PUSHDEVTechnologies
Papers
Working paper · PushDev Notes

Scaling laws revisited — what 2025 taught us

Five empirical updates to the Chinchilla picture, with implications for how labs spend their next billion.

Y
Yavari
PushDev Notes · March 11, 2026
Abstract

The Chinchilla result (Hoffmann et al., 2022) gave the field a clean rule for splitting a compute budget between parameters and tokens, and almost every frontier run since has been argued for or against it. Three years of follow-up work has revised the picture in five concrete ways: the original fit was shown to be buggy, inference cost reshapes the optimum toward smaller models trained far longer, the token side has a hard ceiling once unique data runs out, training precision is a hidden third axis, and the binding constraint has begun moving from pre-training to test time.

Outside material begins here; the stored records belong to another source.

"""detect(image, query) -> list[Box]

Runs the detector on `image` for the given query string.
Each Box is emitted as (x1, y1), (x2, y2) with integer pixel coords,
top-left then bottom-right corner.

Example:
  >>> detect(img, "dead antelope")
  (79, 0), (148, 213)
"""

This note maps those five updates onto primary sources, says where each is solid and where it is still soft, and draws out what they jointly imply for how a lab should spend its next large training budget.

For about two years, "Chinchilla-optimal" was the closest thing the field had to a law you could quote in a planning meeting. Given a fixed compute budget, how should you divide it between a bigger model and more tokens? The answer from Hoffmann et al. (2022), roughly twenty training tokens per parameter, was clean enough to act on and was directionally right. What three more years of work has shown is that almost every word in that sentence needed a footnote: the fit itself, the budget it optimizes, the supply of tokens, the precision of the parameters, and even whether pre-training is still the budget that matters most.

1. Introduction

The reason to revisit this now is not academic tidiness. The Chinchilla rule is a spending rule, and the bill has grown. A lab committing a nine-figure budget to a single run is implicitly betting on a particular point in a multi-dimensional trade-off, and the dimensions it was originally fit on are no longer the only ones that bind. Five things changed between the 2022 result and now. None of them overturns scaling; all of them move the optimum, sometimes by a lot.

2. Background

Scaling laws started as an empirical regularity: test loss falls as a smooth power law in model size, dataset size, and compute. Kaplan et al. (2020) drew the first influential version and concluded that, given more compute, most of it should go to a bigger model and comparatively little to more data. That prescription shaped the first generation of very large, relatively under-trained models.

Chinchilla corrected it. Hoffmann et al. (2022) fit the trade-off three ways and found that parameters and tokens should scale in roughly equal proportion, which put the compute-optimal ratio near twenty tokens per parameter and implied that the headline models of the day were badly over-sized for the data they had seen. The same compute, spent on a smaller model and more tokens, bought lower loss. That is the picture the next five updates revise.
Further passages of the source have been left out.